At
University I did one Shakespeare play as well as “Night Must Fall” – a a crime
play, in which I acted the part of The Inspector.
The next
acting scene was a surprise that came during the first appointment of Methodist
ministry. I learned that much of the life work of a clergy person is to be an
actor. That sounds so artificial and
distant from people. However, the truth is that when one is in front of an
audience of parishioners week after week, part of the task is
entertainment. As in a tavern, there
needs to be some reason that brings people back. I learned to be a presence when terrible
things happened to people, and a religious ceremony is needed. Let me share one story of how my beginning training school for an acting career
taught reality.
The first
parish was at International Falls. Most
people were related one way or another to the Paper Mill business. The congregation I worked with were loggers
and service providers. The office people and management types went to a higher
class Congregational church or were Catholics, Lutherans or Fundamentalist
Christian.
The hospital
was a central place of interchurch dramas.
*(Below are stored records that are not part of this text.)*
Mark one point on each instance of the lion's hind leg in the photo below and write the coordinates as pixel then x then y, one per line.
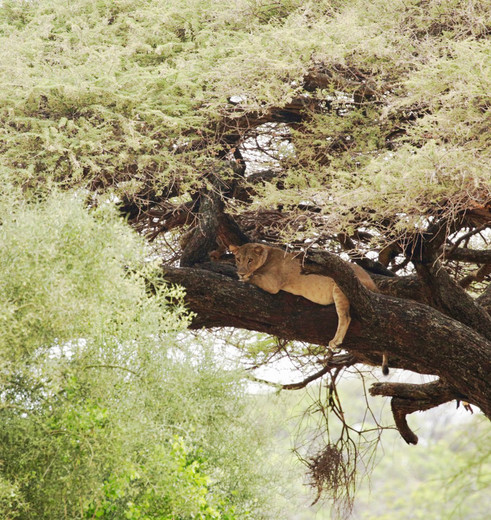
pixel 342 308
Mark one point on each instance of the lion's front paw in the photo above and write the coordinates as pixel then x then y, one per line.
pixel 333 345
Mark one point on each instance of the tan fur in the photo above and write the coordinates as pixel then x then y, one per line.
pixel 273 269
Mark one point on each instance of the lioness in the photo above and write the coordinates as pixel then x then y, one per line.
pixel 273 269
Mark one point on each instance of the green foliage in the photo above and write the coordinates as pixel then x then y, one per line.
pixel 103 95
pixel 104 412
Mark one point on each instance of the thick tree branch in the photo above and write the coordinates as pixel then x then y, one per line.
pixel 409 398
pixel 417 337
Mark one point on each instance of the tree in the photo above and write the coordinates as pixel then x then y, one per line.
pixel 354 127
pixel 104 410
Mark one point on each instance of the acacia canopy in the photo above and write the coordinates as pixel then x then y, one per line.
pixel 355 127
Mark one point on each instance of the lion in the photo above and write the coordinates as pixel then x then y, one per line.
pixel 273 270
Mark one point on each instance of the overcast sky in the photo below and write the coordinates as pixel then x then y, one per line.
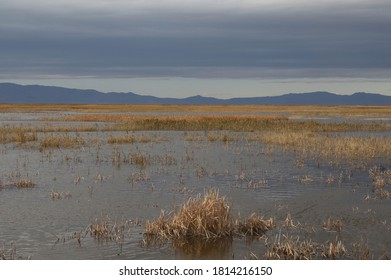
pixel 222 48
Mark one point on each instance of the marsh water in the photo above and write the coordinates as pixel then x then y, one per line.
pixel 101 181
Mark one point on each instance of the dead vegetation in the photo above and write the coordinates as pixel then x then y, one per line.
pixel 60 142
pixel 205 217
pixel 56 195
pixel 381 180
pixel 330 147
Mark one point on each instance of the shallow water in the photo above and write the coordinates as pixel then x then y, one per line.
pixel 103 182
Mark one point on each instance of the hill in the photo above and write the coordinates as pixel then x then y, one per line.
pixel 37 94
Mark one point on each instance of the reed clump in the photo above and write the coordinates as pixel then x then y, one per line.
pixel 123 139
pixel 17 134
pixel 381 178
pixel 255 225
pixel 290 248
pixel 326 146
pixel 56 195
pixel 106 230
pixel 206 217
pixel 22 183
pixel 60 141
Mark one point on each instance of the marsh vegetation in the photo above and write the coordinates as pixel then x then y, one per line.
pixel 163 182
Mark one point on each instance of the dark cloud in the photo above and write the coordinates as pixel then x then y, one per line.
pixel 195 43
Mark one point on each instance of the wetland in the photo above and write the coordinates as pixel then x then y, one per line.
pixel 195 182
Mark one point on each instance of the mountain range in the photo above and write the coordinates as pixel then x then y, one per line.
pixel 37 94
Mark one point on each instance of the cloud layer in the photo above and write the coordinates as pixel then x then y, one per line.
pixel 228 39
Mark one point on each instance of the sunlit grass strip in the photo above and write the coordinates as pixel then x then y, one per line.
pixel 290 109
pixel 16 134
pixel 206 217
pixel 62 141
pixel 336 147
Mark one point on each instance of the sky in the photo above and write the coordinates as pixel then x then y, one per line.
pixel 221 48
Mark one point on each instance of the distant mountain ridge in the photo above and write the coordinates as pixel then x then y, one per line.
pixel 36 94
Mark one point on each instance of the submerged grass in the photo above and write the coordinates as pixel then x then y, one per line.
pixel 60 141
pixel 206 217
pixel 291 109
pixel 330 147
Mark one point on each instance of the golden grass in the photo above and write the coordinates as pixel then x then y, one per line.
pixel 106 230
pixel 188 122
pixel 16 134
pixel 128 139
pixel 22 183
pixel 332 225
pixel 55 195
pixel 324 146
pixel 290 248
pixel 381 179
pixel 206 217
pixel 255 225
pixel 60 141
pixel 291 109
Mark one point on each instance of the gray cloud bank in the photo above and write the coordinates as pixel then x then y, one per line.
pixel 335 40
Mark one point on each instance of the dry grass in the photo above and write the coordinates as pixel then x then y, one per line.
pixel 206 217
pixel 55 195
pixel 21 183
pixel 290 248
pixel 332 225
pixel 8 252
pixel 106 230
pixel 62 142
pixel 334 250
pixel 255 225
pixel 381 178
pixel 128 139
pixel 243 122
pixel 296 109
pixel 16 134
pixel 328 147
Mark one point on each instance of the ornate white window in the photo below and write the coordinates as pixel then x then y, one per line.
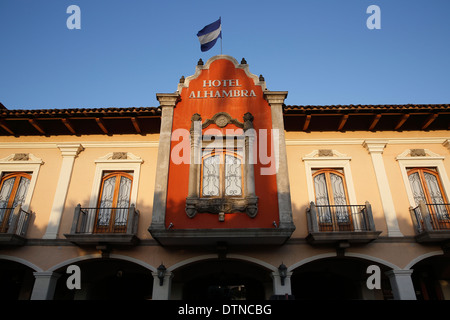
pixel 424 176
pixel 114 189
pixel 18 171
pixel 329 177
pixel 221 176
Pastor W was a hard-nosed Baptist who would use hospital calls on the
ill folks to do his missionary work. The sicker the people the more vulnerable
they were to his offensive style. If he could get them saved that was victory
for him even though they never went to his church. The rest of us had no good
way to counter act him because it is a free country.
Methodists
were know as welcoming anyone to the love of Jesus, so I was called when the
medical staff was uncertain of who to call for an emergency.
Joan and I
lived about 2 blocks from the hospital in a primitive house, typical of many
homes in The Falls at that time. Pastoral counseling of drunk people or a
homosexual fellow had to be done in the small living room of the house. I
admired Joan for managing a household under those circumstances. I had to sometimes pretend that I knew what I
was doing.
One day a
call came from the hospital saying that a member of a church family had been
injured out in the woods. Even me as a
new arrival knew what that meant. Working in the woods meant cutting trees down,
shaping them into the right length and hauling them by truck to the pulp wood
storage area just outside to the east of town by the rail road tracks. I also
knew what it meant to deal with “Widow maker trees”. The logger when cutting a
tree might not notice that up there another tree might be leaning on the other
trees and could fall as a death dealing surprise upon the logger below.
Leaving home,
I braced myself to take on the role of a young pastor whose farm background had
not really prepared for the big woods up North.
I was an actor. The curtain had gone up. There was no script. This was
no director in the wings to whisper the lines or signal where and what to
do. Life and death in the balances. The
Doctor, Nurses and medical staff knew their business.
Upon
arriving at the hospital, I was ushered to the vicinity of the room. As I recall, it was one of the Stillar boys
who was in trouble and it did not look good. These were big people especially
the men. The room was crowded so I had to push my way in. When the Pastor was
called everyone understood that serious things were happening. It made no
difference that I was a little stick of a person, a young one at that, new in
town as well.
Once in the
room I was in charge. Now to carry off this drama well. Speak up even though a person knows not what
to say. The ancient weight of religious ritual was upon me. Look around at the
people with eye contact strong. Say the ancient words of the faith. Act like
the pastor and priest, the shaman and medicine man of centuries of tradition.
Keep the words brief. Allow for silence. Come close to the man who life is
ebbing. Identify with him. “ I commend
you in the name Jesus. God the Father, The Son and the Holy Spirit.”
“The Lord
giveth. The Lord taketh away. Blessed be the name of the Lord” .
Then the
Nurse takes charge. I withdraw from among the Stillars. Sobs. Touching each
other. A whispered “Bless you” I leave the room and then the hospital.
What had
just happened? A powerful drama had just taken place. I had been an actor in
the Drama of Life and Death. No one is adequate. The roles are ancient. Civilized society needs actors to fulfill
roles that go back thousands of years.